The consultation is therefore seeking views on some of the following issues:
- Whether the entitlement to neo-natal leave and pay should be restricted to individuals who have had the main responsibility for caring for the child following birth?
- Whether the parents of babies who need to spend time in neo-natal care should have access to additional pay and leave and whether this should be capped.
- Whether the neo-natal leave should be a day one right or whether there should be a qualifying period?
- Should the parents be required to give a reasonable period of notice and if so what would be the period of notice?
- Should the parent be required to give evidence of entitlement to neo-natal leave and pay?
- Should parents on neo-natal leave have the same protections as employees on parental leave for example regarding return to work?

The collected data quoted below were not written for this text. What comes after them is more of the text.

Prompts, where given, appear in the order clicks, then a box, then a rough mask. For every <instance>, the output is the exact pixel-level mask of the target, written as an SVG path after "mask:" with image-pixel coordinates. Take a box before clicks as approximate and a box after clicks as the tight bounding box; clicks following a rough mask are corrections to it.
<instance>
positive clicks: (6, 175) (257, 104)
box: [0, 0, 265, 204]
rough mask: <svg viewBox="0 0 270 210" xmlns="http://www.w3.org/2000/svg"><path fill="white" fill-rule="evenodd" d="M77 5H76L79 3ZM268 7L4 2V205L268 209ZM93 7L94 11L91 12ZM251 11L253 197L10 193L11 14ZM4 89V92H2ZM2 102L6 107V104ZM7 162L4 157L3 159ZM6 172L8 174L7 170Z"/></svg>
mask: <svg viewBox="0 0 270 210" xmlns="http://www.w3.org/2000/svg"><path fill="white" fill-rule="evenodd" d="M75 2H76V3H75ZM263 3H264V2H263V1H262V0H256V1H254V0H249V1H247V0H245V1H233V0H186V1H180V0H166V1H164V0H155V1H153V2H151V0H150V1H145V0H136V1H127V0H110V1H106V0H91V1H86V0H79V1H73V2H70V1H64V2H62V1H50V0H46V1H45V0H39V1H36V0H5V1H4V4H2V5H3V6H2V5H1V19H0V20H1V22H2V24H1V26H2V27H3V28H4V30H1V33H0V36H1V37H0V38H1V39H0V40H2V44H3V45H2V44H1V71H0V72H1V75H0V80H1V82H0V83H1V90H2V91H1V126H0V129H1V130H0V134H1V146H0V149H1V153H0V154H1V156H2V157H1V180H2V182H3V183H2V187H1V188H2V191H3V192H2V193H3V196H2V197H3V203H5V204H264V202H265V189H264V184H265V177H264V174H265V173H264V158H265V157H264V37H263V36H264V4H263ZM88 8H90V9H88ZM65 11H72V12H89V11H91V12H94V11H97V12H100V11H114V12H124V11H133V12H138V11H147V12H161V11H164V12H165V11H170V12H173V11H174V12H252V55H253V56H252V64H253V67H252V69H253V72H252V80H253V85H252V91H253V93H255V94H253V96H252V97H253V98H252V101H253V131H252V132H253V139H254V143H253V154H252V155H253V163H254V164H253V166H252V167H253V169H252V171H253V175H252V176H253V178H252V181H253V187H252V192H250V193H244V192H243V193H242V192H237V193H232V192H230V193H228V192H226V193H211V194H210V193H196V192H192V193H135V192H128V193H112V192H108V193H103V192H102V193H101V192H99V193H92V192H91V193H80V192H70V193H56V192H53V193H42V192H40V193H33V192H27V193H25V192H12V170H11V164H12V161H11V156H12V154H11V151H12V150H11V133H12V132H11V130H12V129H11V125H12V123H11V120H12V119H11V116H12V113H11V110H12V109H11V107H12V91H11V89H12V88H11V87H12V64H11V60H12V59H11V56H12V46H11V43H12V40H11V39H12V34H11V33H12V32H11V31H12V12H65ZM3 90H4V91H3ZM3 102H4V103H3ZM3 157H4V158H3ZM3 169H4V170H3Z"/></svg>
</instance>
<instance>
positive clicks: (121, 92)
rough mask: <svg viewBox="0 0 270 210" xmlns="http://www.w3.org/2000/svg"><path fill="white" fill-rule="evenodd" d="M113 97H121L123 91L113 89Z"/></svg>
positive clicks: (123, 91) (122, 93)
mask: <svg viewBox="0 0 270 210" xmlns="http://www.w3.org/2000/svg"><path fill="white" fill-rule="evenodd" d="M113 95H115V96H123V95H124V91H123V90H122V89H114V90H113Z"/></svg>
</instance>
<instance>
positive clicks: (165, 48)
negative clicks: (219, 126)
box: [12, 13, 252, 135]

Transparency: flexible working and family related leave and policies
The final chapter in the consultation looks at provisions which would require large employers (i.e. those with 250 or more employees) to publish any family related leave and pay and flexible working policies on their websites. The Government believes that more needs to be done to improve the clarity, certainty and understanding of employer’s policies if the UK is to maintain the momentum on closing the gender pay gap. In addition, it asks the question whether any job advertisements should be required to state that the position is open to flexible working to avoid an individual being required to raise the issue.
These consultation papers and responses were put in place before the new prime minister took charge. It will therefore be interesting to see whether the new Government will take these proposals forward.